The long-coveted dream for hundreds of generations throughout history and into today - immortality - may soon enough become reality. Although it may sound like another Hollywood blockbuster, uploading the brain into a computer and achieving immortality in so doing, will soon be fact, not just fiction.
In an interview, world-famous prof. Brian Cox has stated that the technology in question is known as technological singularity. Scientists have been working on it and have achieved significant breakthroughs. According to Cox, there is no evident reason why human intelligence should not be simulated and situated in computers. But he has not provided any time frames for when this will occur.
At a science conference in San Diego, California, Cox explained the intricacies of the merging of human consciousness with machines to hundreds of his scientist colleagues. He doesn't see any obstacles preventing this from happening because real artificial intelligence is definitely possible in the smallest particles found in quantum physics - an area he's an expert in.
Scientists believe they'll be able to use technological singularity in the future to convert a person's brain into digital data and upload it into an exceptionally powerful computer.
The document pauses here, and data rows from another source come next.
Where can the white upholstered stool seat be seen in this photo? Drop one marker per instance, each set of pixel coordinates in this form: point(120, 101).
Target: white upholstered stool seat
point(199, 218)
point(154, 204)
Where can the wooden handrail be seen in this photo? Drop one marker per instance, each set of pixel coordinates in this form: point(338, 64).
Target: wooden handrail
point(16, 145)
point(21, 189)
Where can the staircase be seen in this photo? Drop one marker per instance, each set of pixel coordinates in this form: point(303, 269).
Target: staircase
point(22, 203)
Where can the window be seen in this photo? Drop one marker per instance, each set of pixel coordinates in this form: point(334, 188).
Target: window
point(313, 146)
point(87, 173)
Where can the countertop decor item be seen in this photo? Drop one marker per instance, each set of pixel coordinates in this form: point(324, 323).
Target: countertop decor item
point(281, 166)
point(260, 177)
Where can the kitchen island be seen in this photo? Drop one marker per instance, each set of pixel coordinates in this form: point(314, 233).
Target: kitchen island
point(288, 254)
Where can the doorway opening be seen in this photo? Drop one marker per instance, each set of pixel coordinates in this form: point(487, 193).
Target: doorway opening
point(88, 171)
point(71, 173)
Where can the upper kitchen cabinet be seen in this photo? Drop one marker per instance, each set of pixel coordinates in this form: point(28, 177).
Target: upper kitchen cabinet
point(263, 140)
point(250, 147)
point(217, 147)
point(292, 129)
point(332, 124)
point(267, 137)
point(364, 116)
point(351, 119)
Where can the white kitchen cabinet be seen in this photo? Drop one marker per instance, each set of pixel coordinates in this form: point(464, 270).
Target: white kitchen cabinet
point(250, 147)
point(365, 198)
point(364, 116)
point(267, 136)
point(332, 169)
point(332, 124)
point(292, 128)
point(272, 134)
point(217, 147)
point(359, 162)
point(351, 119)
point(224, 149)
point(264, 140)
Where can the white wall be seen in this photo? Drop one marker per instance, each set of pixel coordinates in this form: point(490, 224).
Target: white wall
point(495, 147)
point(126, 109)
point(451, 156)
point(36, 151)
This would allow that person to live in a world of unlimited virtual existence and efficiency, which would in a sense be a sort of immortality.
"I don't think that a human's brain is different from a computer's because that would mean that there's something non-physical about them, " notes Cox. And he's not alone in this ambition. Last year, Ray Kurzweil, director of engineering at Google, made a prediction that in no more than 30 years people will be able to upload their entire consciousness into computers and become digitally immortal.
Kurzweil goes further, saying that the biological parts of our body will be replaceable by mechanical ones in the year 2100.
"Based on conservative estimates of the computing power required to simulate a fully-functioning human brain, we'll be able to expand the limits of our intelligence a billion times, " adds Kurzweil.